Konzept 4: Neue Mobilität, neues Geschäftsmodell

Während die ersten drei Konzepte sich in erster Linie mit Energiekonzepten vereinbaren lassen, hat das vierte Konzept die reine Mobilität im Fokus. Bei dieser möglichen Entwicklungen wird davon ausgegangen, dass immer weniger Verbraucher ein eigenes Fahrzeug besitzen. Stattdessen werden Fahrzeuge nach Bedarf gemietet. Deshalb wird aus der jetzigen Tankstelle ein Mini-Mobilitäts-Zentrum. Hier sind verschiedene Mobilitätsangebote und begleitende Dienstleistungen zu finden. Die folgenden Angebote könnten in einem Geschäftsmodell der Zukunft verfügbar sein:

  • Carsharing, Auto-Mietstationen und Anbieter für Auto-Abo-Modelle
  • Haltestelle für ÖPNV und Fernreise-Mobilität (Busse, Bahnlinien, Anbindung an Flughäfen)
  • Informations- und Serviceangebote rund um Mobilität
  • Ladepunkte
  • Austauschservice für Batterien, z. B. für Scooter, Autos, Busse und LKW 

Bei diesem Geschäftsmodell richtet sich das Service-Angebot an Sharing Fahrzeuge, nicht aber an privat genutzten Einzelfahrzeuge. Wer in Zukunft ein eigenes Auto hat, muss dieses auf eigene Faust zu Hause oder über Ladestationen im öffentlichen Raum mit Energie versorgen und auf anderen Wegen an Serviceleistungen kommen.

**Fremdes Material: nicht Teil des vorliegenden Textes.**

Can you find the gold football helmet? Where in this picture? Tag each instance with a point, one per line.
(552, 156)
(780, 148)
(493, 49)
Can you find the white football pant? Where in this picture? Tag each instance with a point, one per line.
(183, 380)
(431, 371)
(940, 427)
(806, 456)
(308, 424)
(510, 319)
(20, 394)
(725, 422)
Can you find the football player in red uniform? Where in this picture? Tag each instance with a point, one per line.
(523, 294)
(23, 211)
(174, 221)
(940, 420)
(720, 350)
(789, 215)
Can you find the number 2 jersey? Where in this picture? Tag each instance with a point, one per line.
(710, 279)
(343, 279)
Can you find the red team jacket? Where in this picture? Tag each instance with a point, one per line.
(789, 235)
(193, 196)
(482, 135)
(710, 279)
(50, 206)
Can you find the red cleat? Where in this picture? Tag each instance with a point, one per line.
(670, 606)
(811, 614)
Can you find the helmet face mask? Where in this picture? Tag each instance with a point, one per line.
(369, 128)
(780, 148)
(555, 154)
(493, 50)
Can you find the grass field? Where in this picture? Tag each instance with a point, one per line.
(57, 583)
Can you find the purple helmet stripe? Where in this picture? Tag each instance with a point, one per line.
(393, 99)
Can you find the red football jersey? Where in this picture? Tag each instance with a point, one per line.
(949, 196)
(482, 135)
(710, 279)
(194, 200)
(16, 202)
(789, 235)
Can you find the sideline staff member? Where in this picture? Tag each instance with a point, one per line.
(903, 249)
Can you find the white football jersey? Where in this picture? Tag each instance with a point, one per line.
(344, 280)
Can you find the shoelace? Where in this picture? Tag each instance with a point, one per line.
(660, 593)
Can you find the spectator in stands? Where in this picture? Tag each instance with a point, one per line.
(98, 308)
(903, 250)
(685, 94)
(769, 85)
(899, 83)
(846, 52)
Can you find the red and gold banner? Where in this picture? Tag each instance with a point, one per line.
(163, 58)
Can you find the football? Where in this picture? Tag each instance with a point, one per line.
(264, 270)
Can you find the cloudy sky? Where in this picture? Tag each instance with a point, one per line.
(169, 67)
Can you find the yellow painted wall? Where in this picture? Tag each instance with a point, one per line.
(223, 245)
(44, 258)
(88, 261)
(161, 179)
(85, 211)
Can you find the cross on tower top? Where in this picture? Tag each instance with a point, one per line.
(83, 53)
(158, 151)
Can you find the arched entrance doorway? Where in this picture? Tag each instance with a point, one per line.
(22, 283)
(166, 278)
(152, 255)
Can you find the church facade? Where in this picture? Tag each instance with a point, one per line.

Fazit: Mobilität oder Energie anbieten?

Werden Tankstellen der Zukunft nach wie vor Energien anbieten oder wäre die finanzielle Kraftanstrengung zu groß, um Wasserstoff und andere Treibstoffe bereitzustellen? Ist es überhaupt sinnvoll, dezentrale Tankstellennetze aufrecht zu erhalten oder ist es sinnvoller, weniger und dafür besser ausgebaute Ladeparks am Stadtrand zu errichten? Die vier vorgestellten denkbaren Konzepte sind nur eine kleine Auswahl der möglichen Entwicklungen, die außerdem an die Gegebenheiten im Jahr 2022 anknüpfen. Doch wenn die technischen Entwicklungen weiter so rasant stattfinden, könnte bereits in 12,24 oder 36 Monaten ein neuer Aspekt auf den Plan treten, der eine ganz neue Richtung vorgibt.